И Лева продолжает сопоставление. Он берет два хрестоматийных, школьных стихотворения: «Пророка» Пушкина и «Пророка» Лермонтова, – и это бы была не новость, но он нашел третьего, и они у него охотно «скинулись». Третьим оказалось стихотворение Тютчева «Безумие». Все три были написаны в разные годы, но Лева радостно употребил арифметику, вычел из дат написания даты рождения и во всех трех случаях получил один и тот же результат – 27. Леве шел двадцать седьмой это вдохновило его. Первым из всех четырех двадцать семь исполнилось Пушкину в 1826 году («Пушкин еще успел родиться в XVIII веке! – восклицает Лева. – Этот один год очень знаменателен…») – и он написал своего гениального «Пророка». Но и в другие годы (и эпохи, думал Лева, подставляя себя) люди достигали того же возраста: Тютчев – в 1830-м (он опоздал родиться в XVIII веке, что тоже знаменательно, отмечает Лева), Лермонтов – в 1841-м (Лева – в 196…-м, добавим в скобках), – и их начинали волновать те же вопросы.

Какие же это вопросы?

Лева утверждает, что суть их сводится к проблеме непрерывности. Что́ он подразумевает под этим словом, не сразу становится понятным, но и потом – понятно не до конца. Лева говорит, что люди рождаются и живут непрерывно до двадцати семи лет (год-два – туда-сюда – все равно, в двадцать семь, утверждает Лева), они живут непрерывно – и в двадцать семь умирают, к двадцати семи годам непрерывное и безмятежное развитие и накопление опыта приводит к такому количественному накоплению, которое приводит к качественному скачку осознанию системы мира, к необратимости жизни. С этого момента, говорит далее Лева, человек начинает «ведать, что творит», и «блаженным» уже больше быть не может. Полное сознание подвигает его на единственные поступки, логическая цепь от которых уже ненарушима и если хоть раз будет нарушена, то это будет означать духовную гибель. В такой жесткой системе духа выживает уже только Бог. Человек вымирает. Эта точка критична, конкретна и очень кратка по времени, не очень-то растяжима… и человек должен решить и избрать дальнейший путь, не опаздывая и потом уже не оглядываясь.
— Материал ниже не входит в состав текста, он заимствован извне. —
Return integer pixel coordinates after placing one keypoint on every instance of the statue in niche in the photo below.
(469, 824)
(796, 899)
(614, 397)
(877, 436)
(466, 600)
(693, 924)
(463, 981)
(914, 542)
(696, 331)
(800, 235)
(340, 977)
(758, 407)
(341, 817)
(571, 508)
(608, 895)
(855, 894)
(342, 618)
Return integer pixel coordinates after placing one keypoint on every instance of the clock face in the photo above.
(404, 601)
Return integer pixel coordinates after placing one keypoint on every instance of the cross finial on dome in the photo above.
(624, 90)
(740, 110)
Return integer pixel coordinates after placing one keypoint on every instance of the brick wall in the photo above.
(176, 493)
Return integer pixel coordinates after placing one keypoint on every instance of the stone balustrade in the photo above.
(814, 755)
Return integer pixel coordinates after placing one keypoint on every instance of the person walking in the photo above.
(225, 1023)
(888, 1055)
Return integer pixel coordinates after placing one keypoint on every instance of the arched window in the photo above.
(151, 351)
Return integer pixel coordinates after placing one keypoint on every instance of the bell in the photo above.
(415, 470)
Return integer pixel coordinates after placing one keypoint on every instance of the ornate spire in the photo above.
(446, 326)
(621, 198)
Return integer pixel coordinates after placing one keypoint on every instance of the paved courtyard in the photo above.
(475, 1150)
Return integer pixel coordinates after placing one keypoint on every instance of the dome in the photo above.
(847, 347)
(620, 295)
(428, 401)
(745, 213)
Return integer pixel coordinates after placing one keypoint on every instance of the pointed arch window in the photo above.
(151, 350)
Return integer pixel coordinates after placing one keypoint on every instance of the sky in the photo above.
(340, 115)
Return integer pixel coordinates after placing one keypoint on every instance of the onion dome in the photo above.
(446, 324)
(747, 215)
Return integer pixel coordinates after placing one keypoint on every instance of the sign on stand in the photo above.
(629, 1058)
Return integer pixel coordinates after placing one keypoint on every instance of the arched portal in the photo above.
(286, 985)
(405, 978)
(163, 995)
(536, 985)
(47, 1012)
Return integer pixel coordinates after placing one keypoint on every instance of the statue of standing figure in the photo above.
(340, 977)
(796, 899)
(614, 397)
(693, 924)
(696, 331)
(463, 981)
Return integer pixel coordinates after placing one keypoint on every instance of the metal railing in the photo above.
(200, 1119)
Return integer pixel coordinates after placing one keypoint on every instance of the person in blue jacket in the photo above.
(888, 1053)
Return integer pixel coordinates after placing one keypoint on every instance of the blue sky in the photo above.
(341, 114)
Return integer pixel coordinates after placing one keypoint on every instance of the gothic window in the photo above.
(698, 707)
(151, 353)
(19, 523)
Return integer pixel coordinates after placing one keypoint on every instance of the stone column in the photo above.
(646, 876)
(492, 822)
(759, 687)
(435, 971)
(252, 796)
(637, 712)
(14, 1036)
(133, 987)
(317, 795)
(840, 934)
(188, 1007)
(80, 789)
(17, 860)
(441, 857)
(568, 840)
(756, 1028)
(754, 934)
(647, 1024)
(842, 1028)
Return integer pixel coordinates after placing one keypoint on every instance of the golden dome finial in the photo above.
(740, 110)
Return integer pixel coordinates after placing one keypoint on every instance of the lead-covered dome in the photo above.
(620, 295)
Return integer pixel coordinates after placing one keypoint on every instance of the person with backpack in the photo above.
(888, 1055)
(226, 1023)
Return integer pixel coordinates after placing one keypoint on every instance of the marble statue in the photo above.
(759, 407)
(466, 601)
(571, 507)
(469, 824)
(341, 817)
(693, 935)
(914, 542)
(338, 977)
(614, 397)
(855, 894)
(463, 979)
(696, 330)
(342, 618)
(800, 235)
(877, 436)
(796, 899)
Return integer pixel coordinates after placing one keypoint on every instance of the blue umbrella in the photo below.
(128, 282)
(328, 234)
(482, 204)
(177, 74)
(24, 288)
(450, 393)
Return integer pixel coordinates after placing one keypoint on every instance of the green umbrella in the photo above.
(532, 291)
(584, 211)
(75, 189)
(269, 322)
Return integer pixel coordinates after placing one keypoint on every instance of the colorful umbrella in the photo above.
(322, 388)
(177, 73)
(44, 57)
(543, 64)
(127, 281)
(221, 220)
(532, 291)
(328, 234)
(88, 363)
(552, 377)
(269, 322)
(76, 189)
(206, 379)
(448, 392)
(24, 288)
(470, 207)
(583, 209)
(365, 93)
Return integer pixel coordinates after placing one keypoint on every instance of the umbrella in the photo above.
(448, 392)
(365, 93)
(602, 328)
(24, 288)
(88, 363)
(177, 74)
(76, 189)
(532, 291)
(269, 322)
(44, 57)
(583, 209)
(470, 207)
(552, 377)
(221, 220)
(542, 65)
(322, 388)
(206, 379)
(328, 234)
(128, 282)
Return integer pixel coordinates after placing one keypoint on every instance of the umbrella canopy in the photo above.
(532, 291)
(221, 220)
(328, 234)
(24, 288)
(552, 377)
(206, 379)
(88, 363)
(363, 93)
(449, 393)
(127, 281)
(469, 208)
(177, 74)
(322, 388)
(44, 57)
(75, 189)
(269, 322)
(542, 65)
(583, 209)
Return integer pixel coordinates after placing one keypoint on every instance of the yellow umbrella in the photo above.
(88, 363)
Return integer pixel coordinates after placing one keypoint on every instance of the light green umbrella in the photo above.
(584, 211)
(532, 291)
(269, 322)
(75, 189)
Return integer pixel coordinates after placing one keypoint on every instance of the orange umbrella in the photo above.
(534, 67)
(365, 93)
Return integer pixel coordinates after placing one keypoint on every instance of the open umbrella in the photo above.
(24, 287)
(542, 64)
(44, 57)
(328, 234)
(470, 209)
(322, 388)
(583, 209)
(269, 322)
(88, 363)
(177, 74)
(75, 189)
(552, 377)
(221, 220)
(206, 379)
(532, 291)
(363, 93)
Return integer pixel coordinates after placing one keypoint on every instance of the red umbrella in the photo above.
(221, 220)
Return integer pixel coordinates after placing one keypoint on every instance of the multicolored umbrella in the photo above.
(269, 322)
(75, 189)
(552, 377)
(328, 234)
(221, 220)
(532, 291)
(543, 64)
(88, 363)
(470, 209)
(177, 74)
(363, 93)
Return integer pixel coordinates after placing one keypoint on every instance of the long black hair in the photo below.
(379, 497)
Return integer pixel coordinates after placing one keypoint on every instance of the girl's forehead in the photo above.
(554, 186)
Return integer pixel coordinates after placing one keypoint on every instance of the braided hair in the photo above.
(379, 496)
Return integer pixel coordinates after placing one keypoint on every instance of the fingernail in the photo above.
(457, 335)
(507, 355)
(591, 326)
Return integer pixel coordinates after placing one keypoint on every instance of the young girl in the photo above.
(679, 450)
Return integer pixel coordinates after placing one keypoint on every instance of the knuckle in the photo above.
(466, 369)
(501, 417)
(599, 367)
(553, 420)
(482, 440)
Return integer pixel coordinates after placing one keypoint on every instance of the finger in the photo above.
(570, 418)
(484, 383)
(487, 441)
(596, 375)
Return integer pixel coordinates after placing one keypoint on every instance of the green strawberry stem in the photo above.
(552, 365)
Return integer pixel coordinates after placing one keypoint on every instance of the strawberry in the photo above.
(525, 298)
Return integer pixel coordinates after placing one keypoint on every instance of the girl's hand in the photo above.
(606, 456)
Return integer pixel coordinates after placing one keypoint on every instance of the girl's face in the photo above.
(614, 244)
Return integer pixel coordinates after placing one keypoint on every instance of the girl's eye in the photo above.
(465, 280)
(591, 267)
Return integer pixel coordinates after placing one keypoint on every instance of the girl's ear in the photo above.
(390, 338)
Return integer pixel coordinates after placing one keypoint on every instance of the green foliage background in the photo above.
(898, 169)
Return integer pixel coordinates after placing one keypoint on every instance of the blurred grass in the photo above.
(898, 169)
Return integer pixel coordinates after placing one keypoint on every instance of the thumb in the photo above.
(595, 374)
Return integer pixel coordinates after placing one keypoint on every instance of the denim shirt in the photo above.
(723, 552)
Перед ним три дорожки, как перед богатырем. Бог, черт или человек. Или, может быть, Бог, человек, смерть. Или, может быть, Рай, Ад, Чистилище[7] (и эти образы, утверждает Лева, взяты из нашего опыта: три стадии одной человеческой жизни, вечно повторяющиеся – в каждой и не зависящие от времени Истории). Пушкин, Тютчев и Лермонтов выбрали из трех и каждый свою. Пушкин выбрал Бога (или у него хватило гения жить непрерывно до тридцати семи, что, в общем, одно и то же). Лермонтов предпочел смерть прерывности, повторности, духовной гибели. Тютчев продолжил жить прерывно. В двадцать семь умирают люди и начинают жить тени, пусть под теми же фамилиями, – но это загробное существование, загробный и мир. На пороге его решается все, вся дальнейшая судьба души. Поэтому-то и обратились к одному и тому же все три гения, и все трое ответили по-разному. Они все спорили с первым, с Пушкиным. Тютчев даже злобствовал (один Лева, через сто-адцать-ать лет, протянул ему руку…).

Мы, конечно, слишком сжато и бесстрастно передали сейчас то, что волновало Леву, то есть, возможно, ничего не передали, но мы читали статью давно и уже привыкли бродить в потустороннем, теневом, загробном, по определению Левы, мире. Нам трудно соотнестись с тем, что мы уже успели забыть…

А Лева, благословясь, начинает литературную часть статьи с одной примечательной оговорки… Что вот он берет три бесспорно гениальных стихотворения, написанных тремя бесспорно гениальными двадцатисемилетними поэтами. Все три стихотворения абсолютны по форме и поэтической выраженности. Именно поэтому он берет на себя смелость, не вдаваясь в обсуждение развития поэтических форм, сравнить их по содержанию, что в науке в последнее время не принято, потому что содержание – есть предмет не вполне научный. Раз так, то он выступает как критик… Пусть меня простят, заявил Лева, что я сличаю не форму, а смысл.

Вся статья в целом была написана откровенно (со всей прямотой) в пользу Пушкина. Во имя его…

Лева поставил ему в заслугу высокое отсутствие личного, частного «Я», а наличие лишь высшего, общечеловеческого «Я», страждущего исполнить свое назначение на земле. И действительно,

все восхищало здесь Леву. И точность записи духовного сюжета, и лаконизм почти нечеловеческий, «нагорный». И полная неважность личного, житейского, в чем-то непосредственно заинтересованного «Я» перед «Я» духовным и божественным…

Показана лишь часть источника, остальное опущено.